La pubblicazione della revisione intermedia coincide con quella di un sondaggio Eurobarometro che evidenzia le preoccupazioni espresse dagli europei rispetto alle tendenze attuali in materia di biodiversità. Almeno i tre quarti dei cittadini europei ritengono che sussistano gravi minacce per gli animali, le piante e gli ecosistemi a livello nazionale, europeo e mondiale, e oltre la metà ritiene che risentirà personalmente della perdita di biodiversità.
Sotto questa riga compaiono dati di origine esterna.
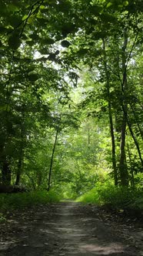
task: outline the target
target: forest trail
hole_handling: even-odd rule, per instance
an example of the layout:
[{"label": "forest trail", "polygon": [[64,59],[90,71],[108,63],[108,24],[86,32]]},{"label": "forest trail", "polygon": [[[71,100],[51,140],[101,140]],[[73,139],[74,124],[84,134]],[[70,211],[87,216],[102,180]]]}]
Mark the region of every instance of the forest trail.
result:
[{"label": "forest trail", "polygon": [[142,231],[102,217],[96,206],[41,205],[0,224],[0,256],[141,256]]}]

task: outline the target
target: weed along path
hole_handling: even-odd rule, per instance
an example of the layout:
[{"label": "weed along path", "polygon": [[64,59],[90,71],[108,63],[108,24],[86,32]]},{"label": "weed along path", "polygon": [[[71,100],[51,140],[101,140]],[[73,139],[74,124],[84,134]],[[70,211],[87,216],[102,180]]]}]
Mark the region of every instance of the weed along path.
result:
[{"label": "weed along path", "polygon": [[141,256],[142,227],[95,206],[40,205],[0,224],[0,256]]}]

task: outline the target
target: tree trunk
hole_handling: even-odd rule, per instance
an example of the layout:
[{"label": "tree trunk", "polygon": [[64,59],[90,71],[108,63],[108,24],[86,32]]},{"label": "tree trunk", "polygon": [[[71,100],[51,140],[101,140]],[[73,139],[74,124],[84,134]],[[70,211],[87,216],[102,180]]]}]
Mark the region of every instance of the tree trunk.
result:
[{"label": "tree trunk", "polygon": [[18,170],[17,170],[17,175],[16,175],[16,180],[15,180],[15,185],[19,184],[21,173],[22,173],[22,163],[23,163],[23,157],[24,157],[24,129],[23,129],[23,124],[21,125],[21,141],[20,141],[20,149],[19,149],[19,157],[18,157]]},{"label": "tree trunk", "polygon": [[109,124],[110,124],[110,134],[111,138],[111,158],[112,158],[112,168],[114,173],[114,180],[115,185],[118,186],[118,173],[117,173],[117,167],[116,167],[116,156],[115,156],[115,133],[114,133],[114,126],[113,126],[113,118],[111,113],[111,96],[110,96],[110,79],[109,79],[109,73],[107,66],[107,58],[106,58],[106,52],[105,52],[105,43],[104,39],[103,42],[103,49],[105,52],[105,61],[104,66],[106,75],[106,87],[107,87],[107,95],[108,95],[108,118],[109,118]]},{"label": "tree trunk", "polygon": [[125,156],[125,137],[127,126],[127,112],[128,103],[126,96],[128,93],[128,81],[127,81],[127,66],[126,66],[126,48],[128,45],[128,35],[126,29],[124,30],[124,44],[122,47],[122,74],[123,82],[121,84],[121,106],[122,106],[122,123],[121,130],[120,140],[120,160],[119,160],[119,173],[121,186],[128,186],[128,172]]},{"label": "tree trunk", "polygon": [[5,159],[3,161],[2,168],[2,184],[10,185],[11,184],[11,170],[9,167],[9,163],[8,160]]},{"label": "tree trunk", "polygon": [[50,163],[50,169],[49,169],[49,173],[48,173],[48,191],[49,191],[51,187],[51,177],[52,177],[52,164],[53,164],[53,160],[54,160],[54,153],[55,151],[55,146],[57,143],[58,140],[58,129],[57,129],[56,133],[55,133],[55,138],[54,142],[54,146],[52,149],[52,158],[51,158],[51,163]]}]

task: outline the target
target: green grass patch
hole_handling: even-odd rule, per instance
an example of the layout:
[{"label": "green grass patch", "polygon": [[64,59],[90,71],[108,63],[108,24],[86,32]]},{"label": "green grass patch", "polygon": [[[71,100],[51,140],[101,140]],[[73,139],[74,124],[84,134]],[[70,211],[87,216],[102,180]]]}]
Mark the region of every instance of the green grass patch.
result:
[{"label": "green grass patch", "polygon": [[30,207],[39,204],[45,204],[55,203],[60,200],[60,196],[55,191],[33,191],[18,194],[0,194],[0,212],[14,209],[22,209]]},{"label": "green grass patch", "polygon": [[97,183],[96,187],[79,197],[76,201],[99,205],[108,204],[114,208],[132,207],[143,210],[143,190],[141,188],[116,187],[111,182]]}]

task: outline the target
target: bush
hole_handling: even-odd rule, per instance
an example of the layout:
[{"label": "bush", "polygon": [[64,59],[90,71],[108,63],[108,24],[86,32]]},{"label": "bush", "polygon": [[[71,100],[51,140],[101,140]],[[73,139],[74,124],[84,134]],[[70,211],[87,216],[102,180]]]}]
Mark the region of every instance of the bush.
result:
[{"label": "bush", "polygon": [[115,208],[138,207],[143,209],[141,189],[116,187],[110,181],[98,182],[96,187],[77,199],[83,203],[109,204]]}]

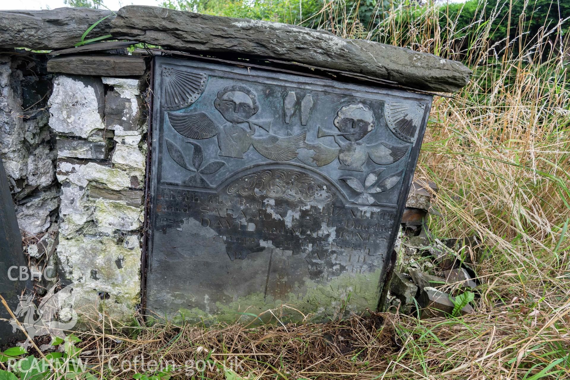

La strategia dell’Ue sulla biodiversità fino al 2020 mira a porre fine alla perdita di biodiversità e al degrado dei servizi ecosistemici, ripristinandoli il più possibile entro il 2020, e a contribuire ad evitare la perdita di biodiversità su scala mondiale. Essa stabilisce obiettivi in sei settori principali: piena attuazione della normativa dell’Ue in materia di protezione della natura; preservazione e ripristino degli ecosistemi e dei relativi servizi; rafforzamento della sostenibilità dell’agricoltura, della silvicoltura e della pesca; controlli più rigorosi sulle specie esotiche invasive e un contributo più significativo dell’Ue alla prevenzione della perdita di biodiversità. La strategia dell’Ue sottolinea la necessità di tenere pienamente conto dei benefici economici e sociali garantiti dalla natura e di integrare tali vantaggi nei sistemi di comunicazione e contabili. La strategia mira anche a tener fede agli impegni mondiali in materia di biodiversità nel quadro della convenzione sulla diversità biologica e contribuisce alla nuova agenda di sviluppo sostenibile a livello mondiale entro il 2030.